The news of the dismissal came the same day Drew Schreiber was visiting a college in an effort to get his life back on track. At the time of the beating, Schreiber had recently transferred to Eastern Washington University after finishing third in the Pac-12 Championships in the 4x400 relay while competing for the University of Washington.

“My son has got some serious challenges because of what those animals did to him,” Alan Schreiber said. “For (Mellgren) to get off of an attempted premeditated murder conviction because they left out one word, how do you think we feel? It’s just really upsetting.”

Prosecutors reached out to the family Tuesday, but said they have not yet made the decision to refile the charges, Schreiber said.

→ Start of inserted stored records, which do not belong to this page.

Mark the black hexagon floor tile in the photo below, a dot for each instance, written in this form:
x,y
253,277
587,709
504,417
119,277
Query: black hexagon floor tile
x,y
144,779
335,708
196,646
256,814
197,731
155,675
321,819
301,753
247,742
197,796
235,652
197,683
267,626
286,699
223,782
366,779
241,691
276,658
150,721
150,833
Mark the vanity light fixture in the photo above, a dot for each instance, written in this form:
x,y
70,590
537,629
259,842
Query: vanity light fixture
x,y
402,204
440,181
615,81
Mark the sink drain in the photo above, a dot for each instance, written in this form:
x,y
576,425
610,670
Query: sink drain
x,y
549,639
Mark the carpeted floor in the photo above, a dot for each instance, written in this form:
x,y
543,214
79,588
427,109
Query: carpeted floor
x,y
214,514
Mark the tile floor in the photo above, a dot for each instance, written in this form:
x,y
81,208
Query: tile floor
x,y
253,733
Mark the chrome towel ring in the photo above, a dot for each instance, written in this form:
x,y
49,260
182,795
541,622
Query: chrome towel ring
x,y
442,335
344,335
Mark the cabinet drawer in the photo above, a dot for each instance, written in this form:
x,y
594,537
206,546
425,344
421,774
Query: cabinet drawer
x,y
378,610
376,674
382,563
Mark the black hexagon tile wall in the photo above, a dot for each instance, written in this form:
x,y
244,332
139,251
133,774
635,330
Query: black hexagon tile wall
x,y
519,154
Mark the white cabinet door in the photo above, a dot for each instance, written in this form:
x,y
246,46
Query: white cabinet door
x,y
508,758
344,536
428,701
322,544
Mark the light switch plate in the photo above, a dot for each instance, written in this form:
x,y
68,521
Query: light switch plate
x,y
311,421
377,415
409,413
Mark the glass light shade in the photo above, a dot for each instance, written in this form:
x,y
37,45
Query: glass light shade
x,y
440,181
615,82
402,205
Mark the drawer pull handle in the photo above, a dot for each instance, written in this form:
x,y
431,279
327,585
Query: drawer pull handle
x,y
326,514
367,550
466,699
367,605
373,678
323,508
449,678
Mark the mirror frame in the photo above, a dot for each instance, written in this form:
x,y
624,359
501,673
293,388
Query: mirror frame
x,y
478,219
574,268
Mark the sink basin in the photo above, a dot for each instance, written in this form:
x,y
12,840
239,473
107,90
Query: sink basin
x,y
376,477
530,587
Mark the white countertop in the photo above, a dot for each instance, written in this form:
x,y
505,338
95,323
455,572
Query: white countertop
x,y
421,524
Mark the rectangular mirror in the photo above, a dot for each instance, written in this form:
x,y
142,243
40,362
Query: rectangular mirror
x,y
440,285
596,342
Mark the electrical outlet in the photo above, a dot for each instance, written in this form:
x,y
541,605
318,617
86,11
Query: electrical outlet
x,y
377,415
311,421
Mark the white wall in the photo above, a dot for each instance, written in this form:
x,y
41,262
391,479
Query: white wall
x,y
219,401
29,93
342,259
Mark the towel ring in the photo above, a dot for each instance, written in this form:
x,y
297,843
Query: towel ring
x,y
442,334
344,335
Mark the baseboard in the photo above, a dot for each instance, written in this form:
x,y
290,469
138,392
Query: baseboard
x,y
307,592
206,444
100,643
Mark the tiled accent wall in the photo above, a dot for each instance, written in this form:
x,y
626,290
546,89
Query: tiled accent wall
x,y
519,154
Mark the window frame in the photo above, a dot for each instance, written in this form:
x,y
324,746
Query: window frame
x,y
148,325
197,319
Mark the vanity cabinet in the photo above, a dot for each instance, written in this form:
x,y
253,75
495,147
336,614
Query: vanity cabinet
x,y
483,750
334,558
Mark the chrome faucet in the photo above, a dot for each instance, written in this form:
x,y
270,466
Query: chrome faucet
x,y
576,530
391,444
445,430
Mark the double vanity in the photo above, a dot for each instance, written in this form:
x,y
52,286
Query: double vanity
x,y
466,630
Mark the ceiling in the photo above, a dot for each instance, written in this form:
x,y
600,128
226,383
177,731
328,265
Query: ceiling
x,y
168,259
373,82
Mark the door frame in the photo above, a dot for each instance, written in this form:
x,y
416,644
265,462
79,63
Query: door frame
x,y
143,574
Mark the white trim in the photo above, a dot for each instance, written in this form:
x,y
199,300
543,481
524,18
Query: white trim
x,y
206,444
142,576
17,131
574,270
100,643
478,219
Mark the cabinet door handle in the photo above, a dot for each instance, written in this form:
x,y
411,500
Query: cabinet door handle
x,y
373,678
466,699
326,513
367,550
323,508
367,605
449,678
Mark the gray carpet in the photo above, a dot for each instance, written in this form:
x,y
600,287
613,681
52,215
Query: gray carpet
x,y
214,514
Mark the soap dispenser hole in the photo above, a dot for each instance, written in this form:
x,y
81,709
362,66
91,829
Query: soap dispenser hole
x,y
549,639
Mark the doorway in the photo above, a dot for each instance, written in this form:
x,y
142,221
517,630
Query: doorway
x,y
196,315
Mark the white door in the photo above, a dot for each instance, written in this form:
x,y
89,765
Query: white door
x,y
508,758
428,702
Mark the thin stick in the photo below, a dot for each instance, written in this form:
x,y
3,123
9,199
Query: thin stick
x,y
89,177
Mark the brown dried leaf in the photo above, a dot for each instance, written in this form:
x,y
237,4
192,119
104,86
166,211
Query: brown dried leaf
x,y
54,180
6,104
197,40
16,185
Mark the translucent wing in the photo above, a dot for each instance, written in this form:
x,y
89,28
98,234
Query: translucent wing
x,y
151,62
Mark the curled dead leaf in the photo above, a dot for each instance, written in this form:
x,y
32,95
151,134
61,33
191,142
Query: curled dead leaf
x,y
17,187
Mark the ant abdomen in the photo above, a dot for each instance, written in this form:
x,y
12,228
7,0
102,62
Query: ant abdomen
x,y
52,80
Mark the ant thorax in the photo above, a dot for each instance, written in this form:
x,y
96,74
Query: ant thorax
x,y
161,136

Kevin Griffin, the defense attorney who defended Mellgren, was in a trial Tuesday and could not immediately be reached for comment.

While records indicate that Mellgren also previously ran for the EWU track team, witnesses said the men did not know each other prior to the incident.

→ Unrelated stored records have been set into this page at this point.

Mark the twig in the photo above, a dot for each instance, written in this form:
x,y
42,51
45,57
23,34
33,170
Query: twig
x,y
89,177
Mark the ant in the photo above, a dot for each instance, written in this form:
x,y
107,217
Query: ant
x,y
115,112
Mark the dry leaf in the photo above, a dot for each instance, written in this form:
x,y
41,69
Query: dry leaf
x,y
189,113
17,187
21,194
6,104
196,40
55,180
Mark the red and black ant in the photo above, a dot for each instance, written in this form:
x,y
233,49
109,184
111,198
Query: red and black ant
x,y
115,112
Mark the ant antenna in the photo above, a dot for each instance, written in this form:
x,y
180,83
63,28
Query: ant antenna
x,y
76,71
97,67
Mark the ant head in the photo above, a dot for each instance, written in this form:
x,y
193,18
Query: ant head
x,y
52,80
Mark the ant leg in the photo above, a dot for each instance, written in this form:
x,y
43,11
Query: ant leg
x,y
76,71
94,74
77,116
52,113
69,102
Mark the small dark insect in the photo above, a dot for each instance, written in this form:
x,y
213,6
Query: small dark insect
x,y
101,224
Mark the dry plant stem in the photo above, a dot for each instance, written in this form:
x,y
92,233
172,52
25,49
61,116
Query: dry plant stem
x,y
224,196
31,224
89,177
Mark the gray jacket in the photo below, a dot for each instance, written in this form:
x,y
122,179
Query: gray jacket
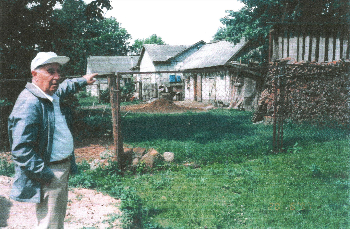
x,y
31,127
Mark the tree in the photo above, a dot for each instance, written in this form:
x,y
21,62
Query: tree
x,y
26,27
255,19
138,43
79,36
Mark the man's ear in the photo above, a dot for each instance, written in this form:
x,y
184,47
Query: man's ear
x,y
34,74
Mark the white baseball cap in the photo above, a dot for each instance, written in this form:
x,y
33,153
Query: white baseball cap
x,y
47,58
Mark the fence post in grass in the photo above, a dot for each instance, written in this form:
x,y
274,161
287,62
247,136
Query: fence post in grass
x,y
114,90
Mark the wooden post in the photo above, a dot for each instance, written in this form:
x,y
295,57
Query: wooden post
x,y
114,89
98,91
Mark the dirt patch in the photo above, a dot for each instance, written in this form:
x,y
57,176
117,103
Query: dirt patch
x,y
86,208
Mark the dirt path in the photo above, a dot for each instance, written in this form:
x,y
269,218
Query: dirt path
x,y
86,209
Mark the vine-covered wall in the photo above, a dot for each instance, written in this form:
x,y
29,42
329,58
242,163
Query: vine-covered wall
x,y
313,92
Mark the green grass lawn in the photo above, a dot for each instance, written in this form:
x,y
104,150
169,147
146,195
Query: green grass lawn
x,y
238,182
234,180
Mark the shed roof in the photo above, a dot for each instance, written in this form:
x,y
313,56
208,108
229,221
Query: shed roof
x,y
213,54
108,64
159,53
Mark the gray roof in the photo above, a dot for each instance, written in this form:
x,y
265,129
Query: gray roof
x,y
109,64
212,54
159,53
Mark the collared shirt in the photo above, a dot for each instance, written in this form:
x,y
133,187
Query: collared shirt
x,y
62,146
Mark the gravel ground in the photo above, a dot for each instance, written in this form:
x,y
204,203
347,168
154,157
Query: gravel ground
x,y
86,209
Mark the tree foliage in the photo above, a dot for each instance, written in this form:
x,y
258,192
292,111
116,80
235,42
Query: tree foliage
x,y
138,43
27,26
255,19
78,36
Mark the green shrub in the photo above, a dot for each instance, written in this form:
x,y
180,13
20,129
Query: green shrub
x,y
6,168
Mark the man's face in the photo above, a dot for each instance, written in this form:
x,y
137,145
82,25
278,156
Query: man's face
x,y
47,78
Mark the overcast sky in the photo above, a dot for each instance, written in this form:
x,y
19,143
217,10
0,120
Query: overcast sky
x,y
177,22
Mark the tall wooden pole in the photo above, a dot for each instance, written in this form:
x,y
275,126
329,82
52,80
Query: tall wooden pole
x,y
114,90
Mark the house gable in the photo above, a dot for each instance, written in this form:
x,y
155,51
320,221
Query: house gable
x,y
212,55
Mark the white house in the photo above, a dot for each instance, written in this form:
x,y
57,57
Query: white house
x,y
107,65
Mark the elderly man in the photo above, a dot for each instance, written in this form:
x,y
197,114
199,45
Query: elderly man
x,y
41,142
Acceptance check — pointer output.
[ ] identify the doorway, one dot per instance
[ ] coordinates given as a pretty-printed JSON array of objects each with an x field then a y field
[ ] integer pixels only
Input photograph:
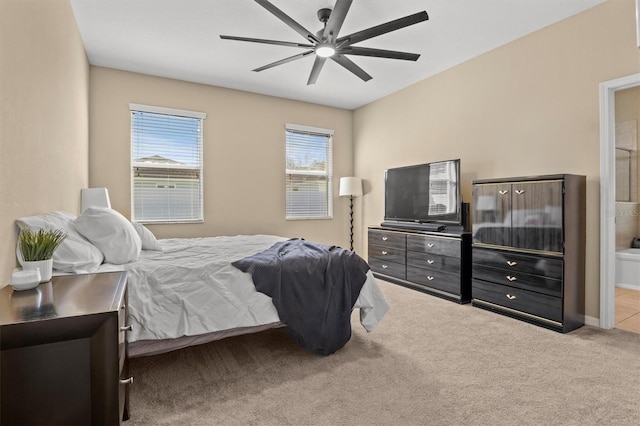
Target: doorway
[{"x": 607, "y": 195}]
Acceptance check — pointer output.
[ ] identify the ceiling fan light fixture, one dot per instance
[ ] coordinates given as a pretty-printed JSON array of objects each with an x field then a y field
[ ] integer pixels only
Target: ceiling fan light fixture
[{"x": 325, "y": 50}]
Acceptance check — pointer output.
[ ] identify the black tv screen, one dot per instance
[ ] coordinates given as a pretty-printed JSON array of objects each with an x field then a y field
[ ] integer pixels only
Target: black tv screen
[{"x": 424, "y": 193}]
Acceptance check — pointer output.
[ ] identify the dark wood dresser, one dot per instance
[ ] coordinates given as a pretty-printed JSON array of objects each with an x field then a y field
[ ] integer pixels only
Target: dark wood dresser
[
  {"x": 438, "y": 263},
  {"x": 529, "y": 248},
  {"x": 63, "y": 352}
]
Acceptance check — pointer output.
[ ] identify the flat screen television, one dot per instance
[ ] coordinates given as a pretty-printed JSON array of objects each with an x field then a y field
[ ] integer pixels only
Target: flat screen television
[{"x": 424, "y": 194}]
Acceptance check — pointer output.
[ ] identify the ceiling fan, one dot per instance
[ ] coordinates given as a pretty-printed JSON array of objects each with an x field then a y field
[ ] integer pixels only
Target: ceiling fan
[{"x": 326, "y": 44}]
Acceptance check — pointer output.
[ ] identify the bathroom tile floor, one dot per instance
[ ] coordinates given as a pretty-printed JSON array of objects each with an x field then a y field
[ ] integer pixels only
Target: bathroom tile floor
[{"x": 627, "y": 310}]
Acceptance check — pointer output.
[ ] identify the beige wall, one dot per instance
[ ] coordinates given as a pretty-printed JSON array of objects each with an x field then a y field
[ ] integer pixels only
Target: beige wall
[
  {"x": 44, "y": 85},
  {"x": 244, "y": 156},
  {"x": 530, "y": 107}
]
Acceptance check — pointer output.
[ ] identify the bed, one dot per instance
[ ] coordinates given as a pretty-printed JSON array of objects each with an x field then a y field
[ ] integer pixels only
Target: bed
[{"x": 182, "y": 291}]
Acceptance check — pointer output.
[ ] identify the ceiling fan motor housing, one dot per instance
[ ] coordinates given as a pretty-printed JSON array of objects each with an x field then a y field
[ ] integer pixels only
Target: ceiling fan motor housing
[{"x": 323, "y": 14}]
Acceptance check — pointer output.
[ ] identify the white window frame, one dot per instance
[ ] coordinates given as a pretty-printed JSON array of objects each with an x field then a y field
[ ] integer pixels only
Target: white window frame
[
  {"x": 199, "y": 217},
  {"x": 328, "y": 172}
]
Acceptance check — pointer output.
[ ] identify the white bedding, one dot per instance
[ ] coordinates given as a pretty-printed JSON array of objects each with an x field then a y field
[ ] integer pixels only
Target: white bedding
[{"x": 190, "y": 288}]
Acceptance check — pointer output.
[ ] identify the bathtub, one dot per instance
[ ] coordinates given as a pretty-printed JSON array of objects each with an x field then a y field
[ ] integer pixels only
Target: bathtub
[{"x": 628, "y": 268}]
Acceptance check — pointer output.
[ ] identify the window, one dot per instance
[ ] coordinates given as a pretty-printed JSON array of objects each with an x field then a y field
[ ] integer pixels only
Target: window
[
  {"x": 166, "y": 164},
  {"x": 309, "y": 172}
]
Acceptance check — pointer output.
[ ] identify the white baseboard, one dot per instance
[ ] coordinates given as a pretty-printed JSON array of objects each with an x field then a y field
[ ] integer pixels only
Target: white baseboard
[
  {"x": 629, "y": 286},
  {"x": 592, "y": 321}
]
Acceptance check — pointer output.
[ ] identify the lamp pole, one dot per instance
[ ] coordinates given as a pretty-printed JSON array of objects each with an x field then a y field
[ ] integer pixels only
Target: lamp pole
[
  {"x": 351, "y": 222},
  {"x": 350, "y": 187}
]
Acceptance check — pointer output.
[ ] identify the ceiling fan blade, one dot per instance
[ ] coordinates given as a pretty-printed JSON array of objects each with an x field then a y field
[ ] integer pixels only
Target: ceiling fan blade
[
  {"x": 284, "y": 61},
  {"x": 378, "y": 53},
  {"x": 336, "y": 19},
  {"x": 288, "y": 20},
  {"x": 315, "y": 71},
  {"x": 382, "y": 29},
  {"x": 266, "y": 41},
  {"x": 351, "y": 66}
]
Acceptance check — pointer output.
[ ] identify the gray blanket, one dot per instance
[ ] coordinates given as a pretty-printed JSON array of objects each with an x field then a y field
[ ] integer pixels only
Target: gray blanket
[{"x": 314, "y": 288}]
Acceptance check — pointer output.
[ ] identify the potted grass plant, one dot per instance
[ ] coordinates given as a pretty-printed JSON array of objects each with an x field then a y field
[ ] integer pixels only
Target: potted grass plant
[{"x": 36, "y": 249}]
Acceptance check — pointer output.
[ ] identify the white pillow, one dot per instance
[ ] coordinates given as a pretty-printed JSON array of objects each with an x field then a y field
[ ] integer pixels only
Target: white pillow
[
  {"x": 111, "y": 232},
  {"x": 75, "y": 254},
  {"x": 149, "y": 241}
]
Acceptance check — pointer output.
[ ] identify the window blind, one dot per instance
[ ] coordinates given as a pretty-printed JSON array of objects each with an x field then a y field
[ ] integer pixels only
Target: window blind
[
  {"x": 309, "y": 154},
  {"x": 166, "y": 164}
]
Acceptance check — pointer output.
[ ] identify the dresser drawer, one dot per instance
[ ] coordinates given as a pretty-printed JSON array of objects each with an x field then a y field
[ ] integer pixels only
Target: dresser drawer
[
  {"x": 540, "y": 305},
  {"x": 536, "y": 283},
  {"x": 516, "y": 262},
  {"x": 434, "y": 279},
  {"x": 387, "y": 254},
  {"x": 387, "y": 239},
  {"x": 434, "y": 262},
  {"x": 433, "y": 245},
  {"x": 393, "y": 269}
]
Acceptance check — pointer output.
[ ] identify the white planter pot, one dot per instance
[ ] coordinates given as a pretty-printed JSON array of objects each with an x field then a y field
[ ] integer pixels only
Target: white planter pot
[{"x": 45, "y": 267}]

The case began on the night of Oct. 8, 2016, when witnesses said Drew Schreiber began acting erratically during a party at the Grove Apartments.

Sometime during the party, Schreiber grew angry and jumped from his second-story window and chased the car containing Mellgren, Damian C. Dunigan Jr. and Josh Sonnabend, according to court records. Dunigan later pleaded guilty to second-degree assault and was sentenced to 21 months in prison.

Schreiber jumped on Mellgren’s car and smashed out the back window with his knee. The three men exited the damaged car and then chased Schreiber.

“The three tackled Schreiber to the ground and then punched and kicked him,” court records state. “Mellgren held a baseball bat in his hands and struck Schreiber in the head with the bat as Schreiber laid in the fetal position. According to one witness, Mellgren angrily swung the bat as if ‘chopping wood’ while striking Schreiber four to six times in the head.”

The bat, which was bent during the attack, was found to have Schreiber’s blood on it when it was found in the trunk of Mellgren’s car, according to court records.

Despite that, Mellgren reportedly denied being present during the beating. However, police found what appeared to be blood on his shoes when he was arrested five days after the assault, according to court documents.

While in jail, Mellgren was recorded talking to his girlfriend about the beating. Deputy prosecutors Dale Nagy and Jennifer Zappone played the tape for the jury.

“See? I knew he wasn’t going to die,” Mellgren said on the tape. “Has he said anything or was he like, ‘I’ve got a headache?’ ”

Later in the video, he jokingly asks his girlfriend if he made Schreiber “retarded.”

“They try to make it seem like I put him in a coma,” Mellgren said in the recording. “It’s whatever. I probably shouldn’t talk too much about it.”

The jury convicted Mellgren of attempted first-degree murder and first-degree assault. Superior Court Judge John Cooney later sentenced Mellgren to 15 years in prison.

Alan Schreiber said he hopes the state keeps Mellgren in prison on the first-degree assault conviction pending the decision by prosecutors about how to proceed with the attempted first-degree murder charge.

“I just hope that they do not find some technicality on that one,” he said of the assault conviction. “Leaving one word out of some paperwork is ridiculous to get someone off a 15-year sentence. How does that make sense? How does that help society? This is wrong.”